Allan Faqeer received the Presidential Award for his contribution to the musical and art industry of Pakistan. This happened in 1980 by the Government of Pakistan. The Presidential Award is also known as the Presidential Pride of Performance Award in Pakistan. This award goes to people from all walks of life. It honors those who have contributed to Pakistan’s image. It is the highest national award for both national and international individuals. This award is bestowed on the recipients on the Pakistan Resolution Day. Notable recipients of the award include Abida Parveen, Mualna Tariq Jamil, and Fehmida Riaz.

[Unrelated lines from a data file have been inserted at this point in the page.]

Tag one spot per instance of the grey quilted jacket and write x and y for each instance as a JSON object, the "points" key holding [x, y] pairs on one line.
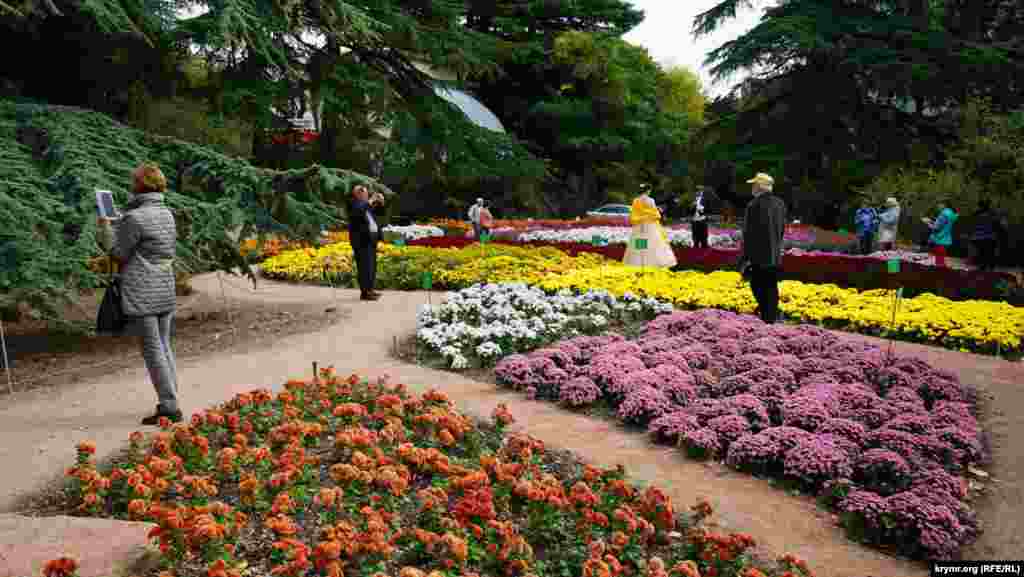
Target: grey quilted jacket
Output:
{"points": [[144, 240]]}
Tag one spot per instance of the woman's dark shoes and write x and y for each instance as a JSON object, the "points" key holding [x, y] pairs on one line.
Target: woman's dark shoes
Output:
{"points": [[154, 419]]}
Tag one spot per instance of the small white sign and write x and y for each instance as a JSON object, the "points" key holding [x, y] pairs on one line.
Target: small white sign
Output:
{"points": [[104, 204]]}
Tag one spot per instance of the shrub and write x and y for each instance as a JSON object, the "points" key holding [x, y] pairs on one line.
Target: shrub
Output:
{"points": [[882, 470], [669, 427], [760, 454], [580, 392], [815, 460], [701, 443], [643, 404]]}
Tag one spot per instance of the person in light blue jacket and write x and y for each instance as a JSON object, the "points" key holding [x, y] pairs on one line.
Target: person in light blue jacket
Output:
{"points": [[942, 233]]}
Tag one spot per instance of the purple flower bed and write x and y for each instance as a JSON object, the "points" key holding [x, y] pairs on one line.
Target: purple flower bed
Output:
{"points": [[884, 440]]}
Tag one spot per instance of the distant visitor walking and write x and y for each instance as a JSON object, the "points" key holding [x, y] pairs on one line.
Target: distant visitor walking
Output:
{"points": [[764, 225], [143, 243], [364, 236], [889, 224], [699, 222], [866, 220], [941, 236], [474, 216]]}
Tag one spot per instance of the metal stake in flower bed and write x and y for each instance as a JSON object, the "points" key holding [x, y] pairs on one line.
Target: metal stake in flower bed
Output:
{"points": [[6, 363], [893, 268]]}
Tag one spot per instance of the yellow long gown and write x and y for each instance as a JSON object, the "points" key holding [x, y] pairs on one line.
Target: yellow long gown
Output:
{"points": [[646, 221]]}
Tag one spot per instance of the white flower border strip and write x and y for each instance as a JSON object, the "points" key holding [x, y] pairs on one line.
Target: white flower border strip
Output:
{"points": [[479, 325], [416, 232], [615, 235]]}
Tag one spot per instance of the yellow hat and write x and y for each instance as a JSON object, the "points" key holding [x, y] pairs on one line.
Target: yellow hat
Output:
{"points": [[762, 178]]}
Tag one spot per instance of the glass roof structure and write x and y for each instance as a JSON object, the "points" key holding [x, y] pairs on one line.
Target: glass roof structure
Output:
{"points": [[473, 109]]}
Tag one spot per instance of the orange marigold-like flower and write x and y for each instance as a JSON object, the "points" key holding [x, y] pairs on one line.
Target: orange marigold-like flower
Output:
{"points": [[444, 438], [502, 415], [686, 569], [62, 567]]}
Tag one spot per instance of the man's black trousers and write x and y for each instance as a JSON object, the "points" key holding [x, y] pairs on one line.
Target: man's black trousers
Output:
{"points": [[366, 265], [700, 234], [764, 285]]}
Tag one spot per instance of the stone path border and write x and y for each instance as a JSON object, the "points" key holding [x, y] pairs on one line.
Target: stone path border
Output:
{"points": [[40, 428]]}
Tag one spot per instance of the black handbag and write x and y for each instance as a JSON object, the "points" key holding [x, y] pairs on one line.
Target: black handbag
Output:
{"points": [[111, 318]]}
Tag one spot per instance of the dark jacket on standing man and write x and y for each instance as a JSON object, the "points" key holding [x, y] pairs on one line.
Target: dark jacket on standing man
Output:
{"points": [[764, 227], [360, 233]]}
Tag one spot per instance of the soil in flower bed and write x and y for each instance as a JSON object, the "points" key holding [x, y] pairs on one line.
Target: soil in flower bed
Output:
{"points": [[883, 441], [344, 477]]}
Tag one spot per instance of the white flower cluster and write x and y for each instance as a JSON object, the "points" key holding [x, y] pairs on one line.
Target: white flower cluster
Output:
{"points": [[415, 232], [615, 235], [483, 323]]}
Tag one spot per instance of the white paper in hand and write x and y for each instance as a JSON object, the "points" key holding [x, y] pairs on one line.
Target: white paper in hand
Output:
{"points": [[104, 204]]}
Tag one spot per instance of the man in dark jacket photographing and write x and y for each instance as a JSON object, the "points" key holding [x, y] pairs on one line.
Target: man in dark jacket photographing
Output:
{"points": [[764, 227], [364, 236]]}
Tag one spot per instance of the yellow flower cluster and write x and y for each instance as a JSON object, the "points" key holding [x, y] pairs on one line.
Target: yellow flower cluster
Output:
{"points": [[977, 325], [451, 268], [981, 326]]}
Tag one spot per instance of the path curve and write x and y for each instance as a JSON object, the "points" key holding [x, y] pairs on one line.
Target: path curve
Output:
{"points": [[40, 428]]}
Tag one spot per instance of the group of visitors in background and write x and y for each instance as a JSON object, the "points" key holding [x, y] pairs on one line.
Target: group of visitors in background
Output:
{"points": [[764, 227], [988, 230]]}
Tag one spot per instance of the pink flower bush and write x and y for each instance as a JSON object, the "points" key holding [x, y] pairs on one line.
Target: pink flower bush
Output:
{"points": [[514, 371], [580, 392], [643, 404], [760, 454], [668, 428], [882, 470], [751, 408], [678, 385], [701, 444], [729, 427], [883, 438], [815, 460]]}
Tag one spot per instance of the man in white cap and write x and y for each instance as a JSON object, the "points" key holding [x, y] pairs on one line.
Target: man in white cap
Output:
{"points": [[474, 216], [764, 225]]}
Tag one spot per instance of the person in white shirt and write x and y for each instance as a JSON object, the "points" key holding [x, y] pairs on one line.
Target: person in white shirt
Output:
{"points": [[699, 222], [474, 216]]}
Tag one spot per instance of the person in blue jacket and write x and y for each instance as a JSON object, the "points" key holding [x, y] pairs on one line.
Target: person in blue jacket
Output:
{"points": [[866, 220], [941, 237]]}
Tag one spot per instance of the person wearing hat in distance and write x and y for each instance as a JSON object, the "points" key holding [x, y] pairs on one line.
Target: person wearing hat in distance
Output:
{"points": [[764, 227], [474, 216], [888, 224]]}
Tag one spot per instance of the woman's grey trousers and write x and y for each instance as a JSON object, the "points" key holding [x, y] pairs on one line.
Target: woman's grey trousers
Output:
{"points": [[156, 332]]}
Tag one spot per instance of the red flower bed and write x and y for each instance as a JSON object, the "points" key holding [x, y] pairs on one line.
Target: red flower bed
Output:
{"points": [[864, 274]]}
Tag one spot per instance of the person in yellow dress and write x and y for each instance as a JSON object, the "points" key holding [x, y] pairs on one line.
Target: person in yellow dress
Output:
{"points": [[646, 221]]}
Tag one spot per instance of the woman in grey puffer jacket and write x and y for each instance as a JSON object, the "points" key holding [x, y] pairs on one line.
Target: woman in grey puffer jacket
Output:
{"points": [[143, 242]]}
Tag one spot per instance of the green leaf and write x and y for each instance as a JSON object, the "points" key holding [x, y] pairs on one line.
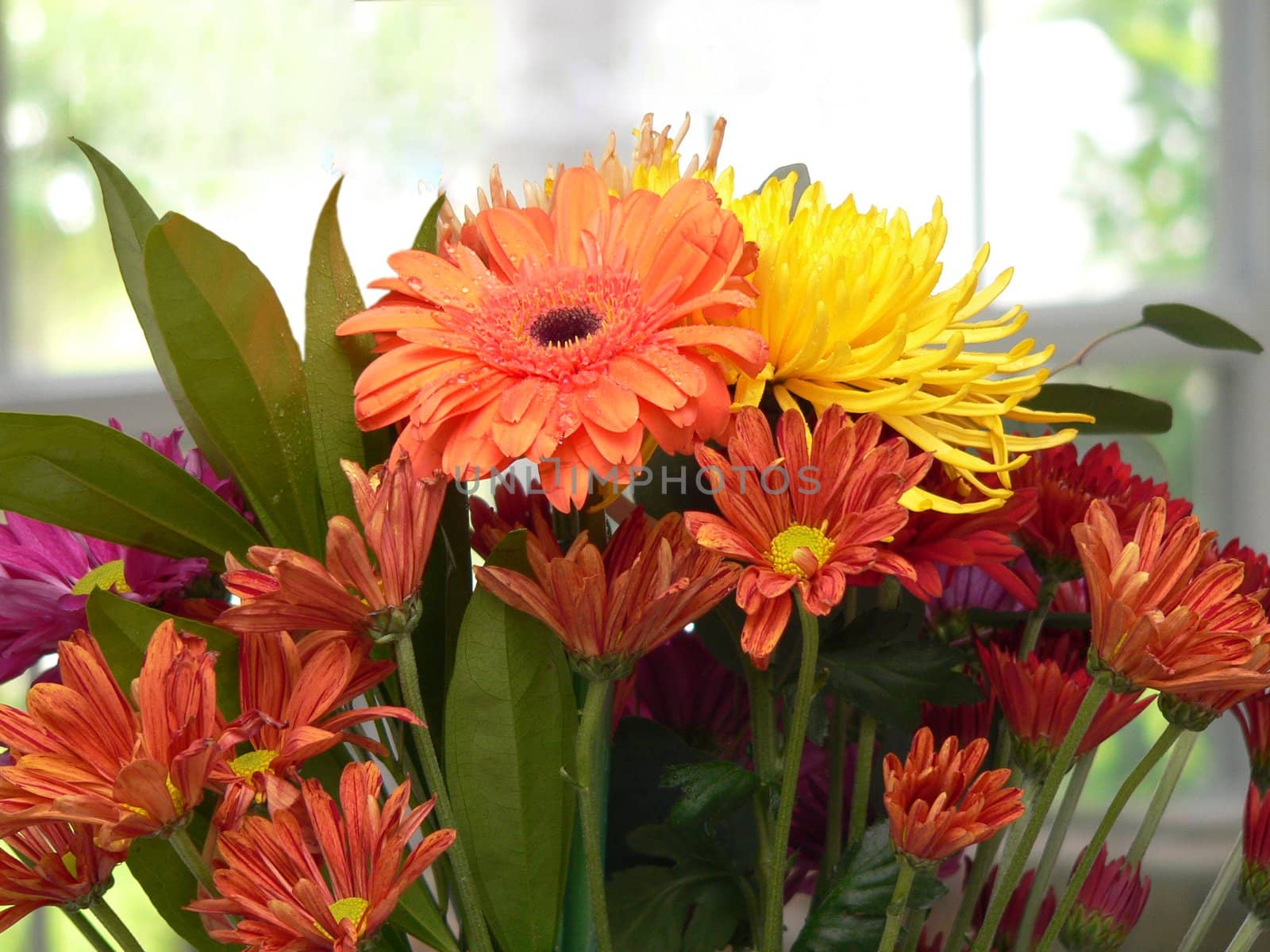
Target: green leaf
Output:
{"points": [[418, 914], [1114, 410], [171, 886], [241, 368], [709, 789], [130, 219], [124, 630], [883, 670], [332, 363], [93, 479], [852, 912], [425, 239], [511, 719], [1198, 328], [692, 905]]}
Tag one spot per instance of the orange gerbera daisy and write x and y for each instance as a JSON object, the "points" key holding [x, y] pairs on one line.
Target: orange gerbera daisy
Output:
{"points": [[296, 701], [573, 340], [806, 516], [937, 805], [610, 609], [292, 592], [291, 900], [1160, 621], [52, 865], [82, 753]]}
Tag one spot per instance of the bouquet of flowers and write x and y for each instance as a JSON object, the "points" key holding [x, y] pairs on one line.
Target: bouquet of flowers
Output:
{"points": [[649, 554]]}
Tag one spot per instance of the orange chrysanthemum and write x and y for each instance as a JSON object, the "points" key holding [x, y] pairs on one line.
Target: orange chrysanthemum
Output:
{"points": [[573, 338], [1160, 621], [291, 900], [613, 608], [82, 754], [52, 865], [806, 516], [290, 590], [1039, 701], [937, 805], [296, 701]]}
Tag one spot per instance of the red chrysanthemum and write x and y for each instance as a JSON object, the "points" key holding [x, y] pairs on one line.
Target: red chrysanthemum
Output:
{"points": [[806, 514], [1039, 700], [939, 803], [573, 340], [1066, 486], [1106, 908]]}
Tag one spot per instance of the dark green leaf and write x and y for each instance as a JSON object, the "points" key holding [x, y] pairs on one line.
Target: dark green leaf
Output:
{"points": [[683, 907], [171, 886], [241, 368], [1114, 410], [95, 480], [425, 239], [332, 363], [852, 912], [510, 730], [1198, 328], [130, 219], [124, 630], [709, 789], [419, 916], [883, 670]]}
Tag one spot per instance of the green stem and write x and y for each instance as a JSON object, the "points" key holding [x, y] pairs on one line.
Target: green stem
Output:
{"points": [[590, 758], [1122, 797], [795, 733], [1054, 846], [1032, 630], [1226, 879], [1248, 935], [474, 919], [863, 780], [192, 858], [897, 907], [1010, 876], [122, 936], [837, 744], [88, 931], [1160, 799]]}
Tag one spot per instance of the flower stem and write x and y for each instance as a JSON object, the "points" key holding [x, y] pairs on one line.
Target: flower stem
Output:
{"points": [[592, 738], [1122, 797], [795, 733], [88, 931], [1248, 935], [1032, 630], [1054, 846], [864, 777], [1178, 759], [897, 907], [1018, 860], [837, 744], [474, 919], [192, 858], [1226, 879], [122, 936]]}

In recognition of his services, he was further bestowed by the Shah Latif, Kandhkot and Shabaz Qalandar Award in 1992.
Allan Faqeer is an epitome of soulful voice, melodious performance, rhetoric yet symbolic style of Sufi dance. His voice complements his mysterious yet supernatural performance. His songs were a fusion of the philosophical thoughts and innovation within the musical domain. Allan Faqeer left his fans devastated with his death. He departed in a private hospital in Karachi on 4th July, 2000 after battling with illness.
Allan Faqeer is a singer who is still remembered for his finesse and talent all over the world. He will always be known for his mystic appearance with colorful beads and malas, a shock of a black beard, and his calm and humble demeanor. His song Alif Allah, Meem Muhammad, Aen Ali is among the most popular sufi songs in Pakistan. The Sketches’ rendition of Alif Allah was a tribute to Allan Faqeer genius and mastery over music. The entire music community reveres Allan Faqeer as some one who gave beautiful music and soulful experience to the listeners.